Simon rogó, con ingenuidad de chiquillo:

—Espero que nos contará algunos de sus casos a bordo del Karnaki/>.

—No, eso sería tentar al diablo.

—Pero vale la pena. La señora Allerton dice que sus aventuras son maravillosas. Está deseando asir la ocasión para interrogarle.

—¿La señora Allerton? ¿Es esa señora de cabellos grises, tan atractiva, que tiene un hijo tan cariñoso para ella?

—Sí, ella también vendrá en el Karnaki/>.

—¿Sabe ella que usted...?

—Claro que no. Nadie lo sabe. He decidido en un principio no confiar en nadie.

—Ése es un sentimiento admirable. Yo lo he adoptado siempre. Y respecto al tercer miembro de su banda, ese señor del cabello gris...

—¿Pennington?

—Sí. ¿Viajará con ustedes?

Simon dijo ceñudo:

—No es muy usual en una luna de miel..., ¿no es eso lo que usted piensa? Pennington es el apoderado americano de Linnet. Nos encontramos con él en El Cairo por casualidad.

—Ah vraiment! ¿Me permite una pregunta? ¿Es mayor de edad madame votre femme?

—Aún no tiene los veintiuno, pero no tuvo que pedir el consentimiento a nadie para casarse conmigo. Fue la gran sorpresa para Pennington. Partió de Nueva York en el Germanic dos días antes de que llegase allí la carta en la que Linnet le notificaba nuestro enlace. Por consiguiente, no sabía una palabra de ello.

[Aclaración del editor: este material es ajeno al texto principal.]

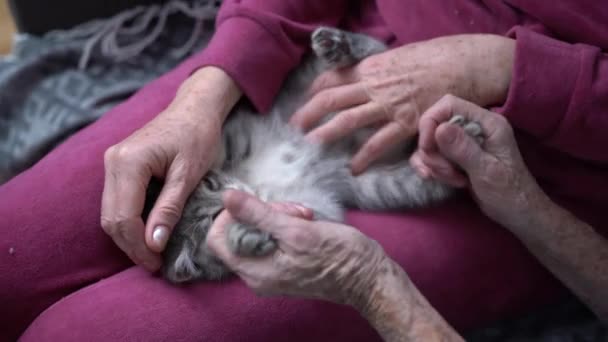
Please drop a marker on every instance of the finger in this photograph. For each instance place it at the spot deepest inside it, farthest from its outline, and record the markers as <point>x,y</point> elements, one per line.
<point>293,209</point>
<point>216,240</point>
<point>347,122</point>
<point>331,79</point>
<point>168,207</point>
<point>387,137</point>
<point>326,102</point>
<point>247,209</point>
<point>442,169</point>
<point>122,204</point>
<point>443,110</point>
<point>460,148</point>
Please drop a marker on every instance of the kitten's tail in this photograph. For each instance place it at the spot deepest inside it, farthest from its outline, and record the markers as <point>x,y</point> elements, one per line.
<point>395,186</point>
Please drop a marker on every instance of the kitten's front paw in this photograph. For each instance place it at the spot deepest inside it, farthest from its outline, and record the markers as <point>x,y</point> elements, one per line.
<point>248,241</point>
<point>472,128</point>
<point>332,46</point>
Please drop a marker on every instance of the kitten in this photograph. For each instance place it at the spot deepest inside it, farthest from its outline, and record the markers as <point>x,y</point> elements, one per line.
<point>263,155</point>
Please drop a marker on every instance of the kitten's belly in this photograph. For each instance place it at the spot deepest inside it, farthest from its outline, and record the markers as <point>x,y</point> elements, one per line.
<point>277,167</point>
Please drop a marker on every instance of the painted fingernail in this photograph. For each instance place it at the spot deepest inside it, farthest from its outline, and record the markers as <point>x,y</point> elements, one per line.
<point>160,236</point>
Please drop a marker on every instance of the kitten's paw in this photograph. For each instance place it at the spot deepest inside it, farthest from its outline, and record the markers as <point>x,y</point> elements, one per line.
<point>472,128</point>
<point>332,45</point>
<point>248,241</point>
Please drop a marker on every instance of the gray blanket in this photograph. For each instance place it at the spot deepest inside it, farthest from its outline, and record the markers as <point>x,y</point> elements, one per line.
<point>51,86</point>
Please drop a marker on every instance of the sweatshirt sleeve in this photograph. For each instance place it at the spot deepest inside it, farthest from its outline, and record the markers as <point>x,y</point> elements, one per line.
<point>257,42</point>
<point>559,94</point>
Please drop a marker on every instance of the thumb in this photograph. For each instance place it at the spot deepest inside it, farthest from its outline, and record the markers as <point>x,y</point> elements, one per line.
<point>459,147</point>
<point>167,210</point>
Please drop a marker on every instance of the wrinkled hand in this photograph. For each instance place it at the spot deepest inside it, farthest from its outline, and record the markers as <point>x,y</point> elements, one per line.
<point>179,146</point>
<point>500,181</point>
<point>391,90</point>
<point>315,259</point>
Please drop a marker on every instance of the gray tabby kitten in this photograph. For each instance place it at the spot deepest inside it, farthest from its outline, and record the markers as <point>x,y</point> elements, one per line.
<point>263,155</point>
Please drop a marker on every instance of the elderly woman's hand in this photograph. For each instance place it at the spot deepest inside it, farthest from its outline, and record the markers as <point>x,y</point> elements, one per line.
<point>169,148</point>
<point>500,181</point>
<point>315,259</point>
<point>391,90</point>
<point>328,261</point>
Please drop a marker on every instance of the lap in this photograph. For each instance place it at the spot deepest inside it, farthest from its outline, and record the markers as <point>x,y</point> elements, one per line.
<point>50,236</point>
<point>53,246</point>
<point>136,306</point>
<point>471,271</point>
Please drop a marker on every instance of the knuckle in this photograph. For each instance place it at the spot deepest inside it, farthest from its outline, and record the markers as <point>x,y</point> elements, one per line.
<point>448,99</point>
<point>373,147</point>
<point>108,225</point>
<point>327,101</point>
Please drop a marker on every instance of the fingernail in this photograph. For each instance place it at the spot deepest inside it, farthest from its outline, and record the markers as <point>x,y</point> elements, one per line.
<point>449,135</point>
<point>303,210</point>
<point>160,236</point>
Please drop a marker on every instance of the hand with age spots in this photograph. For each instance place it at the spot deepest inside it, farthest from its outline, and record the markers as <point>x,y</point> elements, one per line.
<point>327,261</point>
<point>168,148</point>
<point>392,89</point>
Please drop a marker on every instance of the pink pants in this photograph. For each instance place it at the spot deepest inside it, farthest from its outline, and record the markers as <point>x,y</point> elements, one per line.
<point>63,279</point>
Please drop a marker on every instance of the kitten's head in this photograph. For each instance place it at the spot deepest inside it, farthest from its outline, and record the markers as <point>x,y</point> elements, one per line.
<point>186,256</point>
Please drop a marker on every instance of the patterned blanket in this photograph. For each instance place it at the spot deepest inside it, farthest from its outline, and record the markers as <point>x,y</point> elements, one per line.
<point>51,86</point>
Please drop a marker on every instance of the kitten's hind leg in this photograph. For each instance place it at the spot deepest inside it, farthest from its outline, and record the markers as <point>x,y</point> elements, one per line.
<point>399,185</point>
<point>248,241</point>
<point>472,128</point>
<point>339,48</point>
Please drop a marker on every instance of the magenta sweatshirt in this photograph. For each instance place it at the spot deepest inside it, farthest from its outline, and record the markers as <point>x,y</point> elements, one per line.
<point>557,102</point>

—El Germanic... —murmuró Poirot.

—Fue la mayor sorpresa de su vida, cuando nos tropezamos con él en El Cairo.

—¡Debió de ser una auténtica coincidencia!

—Sí, y nos enteramos de que él también venía a dar una vuelta por el Nilo... Así, pues, vamos todos juntos. ¿Qué remedio nos quedaba? Además... ha sido un consuelo en ciertos momentos —pareció algo confundido de nuevo—. Vea usted. Linnet estaba siempre intranquila, pensando en que Jacqueline se presentaría cuando menos lo esperásemos. Mientras estábamos solos, esto constituía nuestro único tema de conversación. Andrés Pennington nos es de gran ayuda en este aspecto, porque con él tenemos que hablar de otras cosas.

—¿Su señora no se ha confiado a monsieur Pennington?

—No —la mandíbula de Simon se irguió agresiva—. Esto no le importa a nadie... Además, cuando emprendimos el viaje al Nilo, creíamos que ya habría acabado todo.

Poirot movió la cabeza.

—Todavía no ha terminado. No, el fin no ha llegado aún. Estoy seguro.

—He de decirle, señor Poirot, que no es usted de los que dan ánimos.

Poirot lo midió con la mirada, con un leve sentimiento de irritación. Pensó en su interior: «Los anglosajones no toman en serio más que los juegos. No tienen remedio.»

Linnet Doyle... o Jacqueline de Bellefort... cualquiera de las dos daban al asunto la importancia que tenía. Pero en la actitud de Simon no se veía más que la impaciencia y la cólera del macho.

Dijo tras una pausa:

—Permítame una pregunta impertinente. ¿Partió de usted la idea de venir a Egipto a pasar la luna de miel?

Simon enrojeció.

—No, naturalmente que no. Puede usted dar por descontado que yo habría elegido cualquier otro sitio. Pero Linnet se empeñó. Y, claro... yo... —se interrumpió, confundido.

—Sí, sí, lo comprendo —dijo Poirot gravemente.

Se daba cuenta de que si Linnet se decidía a hacer algo no había quien se lo impidiera.

Se dijo a sí mismo: «Ya he oído el caso relatado por tres partes interesadas. Linnet Doyle... Jacqueline de Bellefort... y Simon Doyle. ¿Cuál dice la verdad?»

Capítulo VII

Simon Doyle y Linnet Ridgeway salieron para su expedición a Philas alrededor de las once de la mañana siguiente. Jacqueline de Bellefort, sentada en el balcón del hotel, les observaba cuando partieron en el pintoresco barco de vela. Lo que ella no vio fue un automóvil cargado con el equipaje y en el cual iba una doncella de lánguida mirada, que atravesó la puerta delantera del hotel y volvió a la derecha en dirección a Shellal.